Numan Kurtulmuş’a çok şey sorduk, çok şeyi konuştuk. Hatta bir meslektaşımız MGK toplantıları öncesinde verilen görüntüyü merak etmiş. “Toplantı boyunca hep öyle ciddi mi duruyorsunuz?” diye sordu. “Görüntü alınırken haliyle öyle duruyoruz. Ama toplantı boyunca hep öyle durmuyoruz. MGK’da hava çok iyi, asker-sivil ayrımı yok” dedi.

Çok ciddi müzakereler yürütüldüğünü ama o ciddiyet içinde zaman zaman esprilerin de yapıldığını anlattı. MGK’daki uyumun altını çizdi. “Asker, polis, jandarma ortak operasyon yapıyor. Allah nazardan korusun” demeyi ihmal etmedi.

DOSTLARI ÇOĞALT, DÜŞMANLARI AZALT

En çok soru ABD’ye Cerablus’ta ortak operasyon yapma teklifi soruldu. ABD’nin ne cevap verdiği merak ediliyordu. Numan Bey, teklifin halen masada olduğunu ifade etti ama ötesine geçmedi. Hem de ısrarlı sorulara rağmen.

Binali Yıldırım hükümeti kurulduktan sonra, dış politikada bir değişim yaşanıyor. Binali Bey, “Dostları çoğaltıp düşmanları azaltmak” olarak formül etmişti bunu.

Numan Kurtulmuş da “Mutlaka bir değişikliğe gidilmesi zaruri görünüyor” diye konuştu. Görülen o ki sadece Başbakan değişmedi. Yeni hükümetle birlikte dış politikada bir revizyona ve restorasyona gidiliyor. Numan Kurtulmuş’un, “Ruslarla ilişkilerin düzelmesini istiyorum” sözleri yeni sürecin ipuçlarını veriyordu.

Ülke çıkarları söz konusu olunca, kurulmaz denilen ittifakların kurulduğu, “olmaz olmaz” diye bir şeyin olmadığı günleri yaşıyoruz.

Dış politikadaki değişiklikleri anlamak için kulak kabarttım. Yeni sürecin ruhunu yansıtan değerlendirmeleri paylaşmak istiyorum.

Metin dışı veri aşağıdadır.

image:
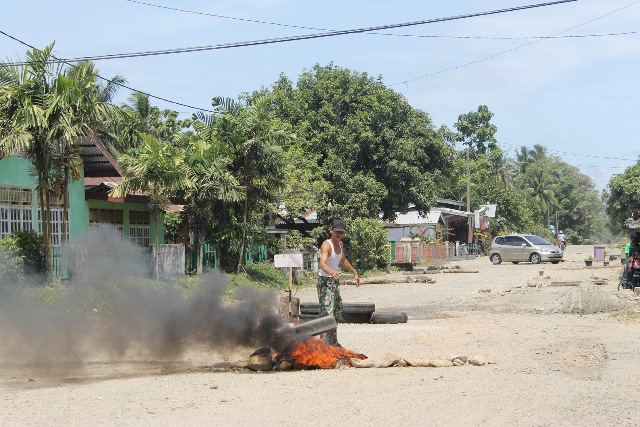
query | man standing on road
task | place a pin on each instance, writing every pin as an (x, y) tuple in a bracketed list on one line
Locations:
[(328, 285)]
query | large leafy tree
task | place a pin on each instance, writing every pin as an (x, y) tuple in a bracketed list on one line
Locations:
[(623, 198), (257, 137), (368, 151)]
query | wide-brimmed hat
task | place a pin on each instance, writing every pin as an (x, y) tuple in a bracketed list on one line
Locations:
[(339, 225)]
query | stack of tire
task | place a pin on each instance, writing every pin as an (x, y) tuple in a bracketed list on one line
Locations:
[(354, 312)]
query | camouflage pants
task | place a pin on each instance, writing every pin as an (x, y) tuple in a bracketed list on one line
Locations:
[(330, 304)]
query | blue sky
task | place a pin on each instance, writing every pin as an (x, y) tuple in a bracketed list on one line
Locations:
[(578, 93)]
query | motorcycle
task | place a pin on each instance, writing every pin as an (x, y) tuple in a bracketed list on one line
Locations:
[(631, 277)]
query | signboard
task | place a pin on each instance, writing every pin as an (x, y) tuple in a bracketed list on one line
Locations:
[(287, 260)]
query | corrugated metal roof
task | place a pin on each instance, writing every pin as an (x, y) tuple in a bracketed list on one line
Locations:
[(97, 161)]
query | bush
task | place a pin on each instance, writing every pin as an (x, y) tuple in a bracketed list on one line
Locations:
[(11, 265)]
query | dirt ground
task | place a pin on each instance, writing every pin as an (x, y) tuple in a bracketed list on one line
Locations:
[(555, 356)]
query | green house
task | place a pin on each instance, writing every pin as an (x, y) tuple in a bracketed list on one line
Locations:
[(89, 202)]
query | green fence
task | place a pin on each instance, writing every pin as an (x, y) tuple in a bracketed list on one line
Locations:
[(60, 266)]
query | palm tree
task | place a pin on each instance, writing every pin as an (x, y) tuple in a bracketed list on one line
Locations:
[(523, 159), (257, 136), (89, 108), (542, 189), (44, 112), (209, 161), (158, 170)]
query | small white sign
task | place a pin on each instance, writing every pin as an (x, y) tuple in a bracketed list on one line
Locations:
[(288, 260)]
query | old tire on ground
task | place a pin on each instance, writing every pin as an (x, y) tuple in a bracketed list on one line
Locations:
[(382, 318), (347, 307), (355, 318)]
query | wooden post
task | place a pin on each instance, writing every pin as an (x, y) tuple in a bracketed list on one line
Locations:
[(290, 284)]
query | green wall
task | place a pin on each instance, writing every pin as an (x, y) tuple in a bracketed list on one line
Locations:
[(16, 171)]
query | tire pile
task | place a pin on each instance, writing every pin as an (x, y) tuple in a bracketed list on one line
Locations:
[(354, 312)]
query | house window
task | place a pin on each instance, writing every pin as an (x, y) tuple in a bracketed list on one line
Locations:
[(56, 207), (56, 225), (16, 211), (108, 223), (139, 228)]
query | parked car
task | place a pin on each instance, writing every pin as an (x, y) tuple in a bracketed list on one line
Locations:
[(517, 248)]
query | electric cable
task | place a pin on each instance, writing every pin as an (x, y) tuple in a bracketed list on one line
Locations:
[(306, 36), (111, 81), (375, 33), (405, 82)]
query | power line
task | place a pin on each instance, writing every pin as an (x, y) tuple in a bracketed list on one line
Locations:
[(109, 81), (374, 33), (511, 50), (305, 36), (566, 153)]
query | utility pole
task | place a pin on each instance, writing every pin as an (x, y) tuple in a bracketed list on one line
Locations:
[(469, 217)]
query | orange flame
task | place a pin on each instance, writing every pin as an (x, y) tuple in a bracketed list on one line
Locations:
[(315, 352)]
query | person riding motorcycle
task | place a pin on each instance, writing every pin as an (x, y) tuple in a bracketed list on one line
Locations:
[(632, 251), (562, 239)]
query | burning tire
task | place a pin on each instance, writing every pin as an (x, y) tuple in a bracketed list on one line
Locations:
[(398, 317)]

Türkiye ile İsrail arasındaki ilişkiler düzeldikçe, Türkiye-Rusya ilişkileri bundan olumlu etkilenmeye başladı.


SURİYE ÜZERİNDEN BAŞKA İTTİFAKLAR

Suriye üzerinden bozulan ittifaklar yine Suriye üzerinden başka ittifakları gerekli kılıyor.

ABD, Irak’ın kuzeyinde Talabani ve Barzani ile gerçekleştirdiği Kürt oluşumunu, Suriye’de PYD ile yapıyor. ABD’nin Suriye’nin kuzeyinde Kürt bölgesi oluşturma çabası Suriye’nin parçalanacağı anlamını taşıyor.

Rusya ile ilişkilerimizin iyi olduğu dönemde Putin, G-20 Zirvesi için bulunduğu Antalya’ya gelmişti. Erdoğan-Putin görüşmesinde masaya yayılan harita üzerinden, “Büyük Cerablus Operasyonu”na ilşkin bilgi verilirken Putin, “Amerikalılar orayı Kürtlere vermeyi planlıyor” demişti.

Ankara uzun bir süredir, ABD’nin, Türkiye’nin de içinde yer aldığı koalisyon güçlerinden farklı olarak Rusya ve PYD ile ayrı ajanda yürüttüğü kanaatinde.


TÜRKİYE - RUSYA - İRAN GÜÇBİRLİĞİ

Biz başından beri Suriye’nin parçalanmasına karşı çıktık, toprak bütünlüğünü savunduk.

Rusya ve İran, Suriye’de rejimin güçlenmesini ama sonuç itibariyle Suriye’nin bütünlüğünü savunuyor.

Türkiye ile Rusya tam olarak anlaşmasa da Türkiye, Rusya ve İran’ın oluşturacağı güçbirliği, Suriye’nin bölünmesi planını engelleyebilir.

Bu durumda Esed’le ilgili itirazlarımızı sürdüreceğiz ama görünen o ki, Suriye’nin bölünmemesi daha önce geliyor.